Endovascular therapy after t-PA: no additional benefit for patients with acute stroke

Original title: Endovascular Therapy after Intravenous t-PA versus t-PA Alone for Stroke. Interventional Management of Stroke (IMS) III. Reference: Joseph P. Broderick et al. N Engl J Med 2013.DOI: 10.1056/NEJMoa1214300

Tissue plasminogen activator (t-PA; alteplase [Activase, Genentech, or Actilyse, Boehringer Ingelheim]) is the only reperfusion therapy proved useful for patients with acute ischemic stroke and its clinical efficacy depends critically on time. 

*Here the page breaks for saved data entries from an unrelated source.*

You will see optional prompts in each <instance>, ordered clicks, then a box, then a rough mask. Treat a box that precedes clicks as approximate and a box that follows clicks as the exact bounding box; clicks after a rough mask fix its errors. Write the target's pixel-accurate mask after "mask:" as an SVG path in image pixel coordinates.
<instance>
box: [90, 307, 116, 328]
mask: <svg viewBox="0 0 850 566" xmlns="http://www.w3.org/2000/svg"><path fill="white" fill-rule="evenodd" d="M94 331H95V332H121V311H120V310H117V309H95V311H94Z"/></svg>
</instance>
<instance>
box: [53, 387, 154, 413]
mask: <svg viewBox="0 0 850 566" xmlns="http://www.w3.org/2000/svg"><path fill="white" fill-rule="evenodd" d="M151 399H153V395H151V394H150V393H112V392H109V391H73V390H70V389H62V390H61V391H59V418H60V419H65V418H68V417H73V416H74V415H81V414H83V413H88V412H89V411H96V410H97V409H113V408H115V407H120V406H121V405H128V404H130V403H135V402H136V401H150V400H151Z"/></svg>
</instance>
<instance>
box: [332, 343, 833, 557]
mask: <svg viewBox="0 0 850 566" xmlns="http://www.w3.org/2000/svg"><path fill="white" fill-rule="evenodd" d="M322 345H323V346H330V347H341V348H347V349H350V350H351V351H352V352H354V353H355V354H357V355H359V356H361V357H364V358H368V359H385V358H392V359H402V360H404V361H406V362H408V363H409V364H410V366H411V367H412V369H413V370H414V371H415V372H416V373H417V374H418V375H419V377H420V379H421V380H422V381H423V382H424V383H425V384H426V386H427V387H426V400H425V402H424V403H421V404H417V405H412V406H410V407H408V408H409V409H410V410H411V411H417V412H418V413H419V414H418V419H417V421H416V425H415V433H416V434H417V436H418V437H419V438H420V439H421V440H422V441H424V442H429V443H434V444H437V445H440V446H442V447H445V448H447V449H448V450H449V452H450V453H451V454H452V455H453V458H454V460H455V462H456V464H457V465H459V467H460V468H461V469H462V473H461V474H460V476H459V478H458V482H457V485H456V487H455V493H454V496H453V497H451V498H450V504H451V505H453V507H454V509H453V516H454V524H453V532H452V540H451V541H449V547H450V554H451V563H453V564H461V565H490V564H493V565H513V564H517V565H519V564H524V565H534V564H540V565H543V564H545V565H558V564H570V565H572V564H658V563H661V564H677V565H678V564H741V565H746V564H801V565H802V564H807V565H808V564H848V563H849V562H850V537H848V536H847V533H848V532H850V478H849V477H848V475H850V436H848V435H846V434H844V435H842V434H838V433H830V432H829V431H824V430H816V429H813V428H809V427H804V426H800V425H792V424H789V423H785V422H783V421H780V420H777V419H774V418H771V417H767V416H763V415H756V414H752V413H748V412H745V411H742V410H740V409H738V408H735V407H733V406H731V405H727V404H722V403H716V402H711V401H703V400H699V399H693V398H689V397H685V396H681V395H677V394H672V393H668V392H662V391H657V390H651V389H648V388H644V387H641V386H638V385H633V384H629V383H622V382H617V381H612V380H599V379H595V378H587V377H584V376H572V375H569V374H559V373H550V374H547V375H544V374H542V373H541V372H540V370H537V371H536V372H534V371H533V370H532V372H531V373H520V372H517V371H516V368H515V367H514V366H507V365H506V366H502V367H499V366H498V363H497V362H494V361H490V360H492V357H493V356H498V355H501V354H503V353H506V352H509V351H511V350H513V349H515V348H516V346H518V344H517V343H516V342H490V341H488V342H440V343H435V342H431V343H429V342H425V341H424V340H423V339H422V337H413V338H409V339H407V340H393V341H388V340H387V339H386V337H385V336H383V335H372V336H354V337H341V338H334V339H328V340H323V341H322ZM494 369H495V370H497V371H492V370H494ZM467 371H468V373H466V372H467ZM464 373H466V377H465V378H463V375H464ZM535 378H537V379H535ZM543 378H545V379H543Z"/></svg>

Only a small number of patients meet the criteria to receive t-PA (<10%) mainly due to the short therapeutic window (<4.5 hs). Endovascular treatment can re-channel big arteries with high thrombotic charge more effectively than t-PA but requires time to organize the intervention team and sometimes to transfer patients from one center to another. T-Pa infusion followed by endovascular therapy combine, in theory, the advantages of both and this is why this randomized study was designed.

All patients received t-PA within 3 hrs after symptoms onset and presented a moderate to severe neurological deficit defined as a NIHSS score of ≥ 10 (National Institutes of Health Stroke Scale). The primary outcome measure modified Rankin score (it measures disability after stroke) of 2 or less at 90 days. This cut was chosen because it indicates the functional independence of patients. At total of 656 patients were randomized (434 to t-PA in addition to endovascular therapy and 222 to t-PA only) between 2006 and 2012.

The study was completed prematurely due to the absence of significant difference in primary end point between endovascular therapy combined with t-PA or t-PA alone (40.8% vs. 38.7%). As regards safety, there were no differences between the groups both in mortality, symptomatic intracerebral hemorrhage or intraparenquimatous hematoma. Automatic intracerebral hemorrhage was more frequent with endovascular therapy (p=0.01).

Conclusion 

Endovascular treatment after t-PA compared with t-PA alone in patients undergoing acute stroke, showed similar safety and added no benefits.

Editorial Comment:

Initially, materials for endovascular treatment were scarce, but as new devices were approved, the study incorporated them with the pertinent amendments to protocol. The latter produced a mix of devises with different results in the group of endovascular therapy that difficults interpretation. It may have been ambitious to set clinical primary end points when, for instance, the TICI flow (similar to the TIMI flow for the coronary arteries) could have been proved superior with endovascular treatment.